"The Pope is continuing physical and respiratory therapy, with the expected results, which means his voice is also improving," the Vatican said.
"There is obviously also time for work, which the Pope does partly sitting at a desk."
That included clearing the path to canonisation for the first saints to hail from Venezuela and Papua New Guinea, as well as an archbishop killed during the massacres of Armenians in 1915.
The decrees were approved last Friday in co-ordination with the curia, or Vatican hierarchy, from Santa Marta, the Vatican hotel where the Pope's apartment is located.
Announced on Monday, they relate to the canonisation of Peter To Rot, a layman from Papua New Guinea who was declared a martyr for the faith after he died in prison in World War II, Venezuelan religious founder Mother MarÃa del Monte Carmelo and Archbishop Ignatius Choukrallah Maloyan, who was executed during the mass killings of Armenians in 1915 along with 13 priests when they refused to renounce their faith.

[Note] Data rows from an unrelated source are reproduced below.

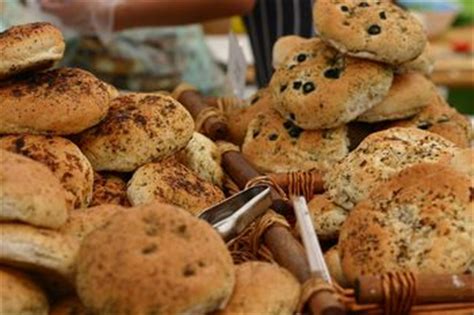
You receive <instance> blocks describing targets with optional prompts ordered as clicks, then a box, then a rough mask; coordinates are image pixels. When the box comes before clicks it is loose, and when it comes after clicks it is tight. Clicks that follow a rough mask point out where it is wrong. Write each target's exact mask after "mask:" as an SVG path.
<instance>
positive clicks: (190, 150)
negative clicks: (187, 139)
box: [176, 132, 224, 187]
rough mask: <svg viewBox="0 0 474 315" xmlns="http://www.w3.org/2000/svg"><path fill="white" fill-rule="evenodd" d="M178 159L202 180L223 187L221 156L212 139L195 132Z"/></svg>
mask: <svg viewBox="0 0 474 315" xmlns="http://www.w3.org/2000/svg"><path fill="white" fill-rule="evenodd" d="M176 158H177V160H178V161H179V162H180V163H182V164H183V165H185V166H186V167H188V168H189V169H190V170H192V171H193V172H195V173H196V174H197V175H198V176H199V177H201V178H202V179H204V180H206V181H208V182H210V183H213V184H214V185H217V186H219V187H222V184H223V181H224V171H223V169H222V167H221V154H220V152H219V149H218V147H217V145H216V144H215V143H214V142H213V141H212V140H211V139H209V138H207V137H206V136H204V135H202V134H200V133H198V132H195V133H194V134H193V137H192V138H191V140H190V141H189V143H188V145H187V146H186V147H185V148H184V149H183V150H181V151H180V152H179V153H178V154H177V155H176Z"/></svg>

Maloyan was among an estimated 1.5 million people killed in the events, which are widely viewed by scholars as the first genocide of the 20th century.

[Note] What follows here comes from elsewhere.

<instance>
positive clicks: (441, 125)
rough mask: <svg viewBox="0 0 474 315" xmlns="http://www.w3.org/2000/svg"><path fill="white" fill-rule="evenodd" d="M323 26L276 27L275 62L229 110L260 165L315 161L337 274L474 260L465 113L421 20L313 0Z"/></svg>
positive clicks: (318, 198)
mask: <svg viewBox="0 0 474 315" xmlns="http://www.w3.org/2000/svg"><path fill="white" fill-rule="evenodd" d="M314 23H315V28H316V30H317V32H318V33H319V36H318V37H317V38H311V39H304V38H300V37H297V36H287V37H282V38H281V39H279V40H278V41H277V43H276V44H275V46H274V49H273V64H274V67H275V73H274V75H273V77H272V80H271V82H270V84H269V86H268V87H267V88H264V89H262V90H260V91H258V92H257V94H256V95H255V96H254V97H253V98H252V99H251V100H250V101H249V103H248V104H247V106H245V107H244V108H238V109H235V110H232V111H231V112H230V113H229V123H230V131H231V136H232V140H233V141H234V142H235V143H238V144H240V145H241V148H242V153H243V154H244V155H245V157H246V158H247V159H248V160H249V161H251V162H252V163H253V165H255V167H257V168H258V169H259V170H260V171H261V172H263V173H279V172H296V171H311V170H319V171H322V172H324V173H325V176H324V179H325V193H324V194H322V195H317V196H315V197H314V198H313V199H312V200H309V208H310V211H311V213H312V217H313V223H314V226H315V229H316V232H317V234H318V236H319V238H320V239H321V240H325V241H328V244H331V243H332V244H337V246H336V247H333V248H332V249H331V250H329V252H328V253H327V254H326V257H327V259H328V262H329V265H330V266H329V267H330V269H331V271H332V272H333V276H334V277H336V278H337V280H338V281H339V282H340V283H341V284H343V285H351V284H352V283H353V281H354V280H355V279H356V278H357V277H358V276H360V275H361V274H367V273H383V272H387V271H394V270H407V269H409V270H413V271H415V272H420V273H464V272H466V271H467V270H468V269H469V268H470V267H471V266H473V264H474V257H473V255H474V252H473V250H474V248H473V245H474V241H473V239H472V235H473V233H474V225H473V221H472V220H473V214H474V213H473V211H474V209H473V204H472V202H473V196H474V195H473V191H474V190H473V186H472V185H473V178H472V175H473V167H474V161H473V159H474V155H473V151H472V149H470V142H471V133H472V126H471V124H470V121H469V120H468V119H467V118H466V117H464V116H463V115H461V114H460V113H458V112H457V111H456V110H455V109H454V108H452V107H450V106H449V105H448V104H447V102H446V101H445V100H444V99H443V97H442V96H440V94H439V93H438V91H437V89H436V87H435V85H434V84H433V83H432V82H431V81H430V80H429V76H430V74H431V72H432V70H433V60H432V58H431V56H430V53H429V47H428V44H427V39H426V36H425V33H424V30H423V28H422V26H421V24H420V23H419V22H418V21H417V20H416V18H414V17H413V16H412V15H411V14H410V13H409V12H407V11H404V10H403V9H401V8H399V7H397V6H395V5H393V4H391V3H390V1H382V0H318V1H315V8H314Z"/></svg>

Turkey's government rejects that the deaths constituted genocide, saying the toll has been inflated and that those killed were victims of civil war and unrest.
The Vatican said that the 88-year-old pontiff remains in a good mood, and he continues to receive greetings of affection from the faithful.
An X-ray this week shows a "slight improvement" in a lingering lung infection, the Vatican said.
Doctors have said that the Pope has recovered from the pneumonia but that a fungal infection in his airways would take months to clear under pharmaceutical treatment.
Francis has not had any official visitors since returning on March 23 to the Vatican although the doctor who co-ordinated his hospital treatment at Rome's Gemelli hospital, Dr. Sergio Alfieri, visited him last Wednesday and intends to make weekly visits to monitor his recovery.
Doctors have ordered two months of rest to fully recover from the illness that nearly killed him, and to avoid large gatherings.
The Vatican has not yet said whether the Pope would be able to participate in any celebration during Holy Week leading up to Easter on April 20.
Alfieri said that the Pope was near death during an acute respiratory crisis eight days after his February 14 hospitalisation, and that both the pontiff and his primary medical caregiver consented to "decisive" measures despite the risks that it posed to his organs.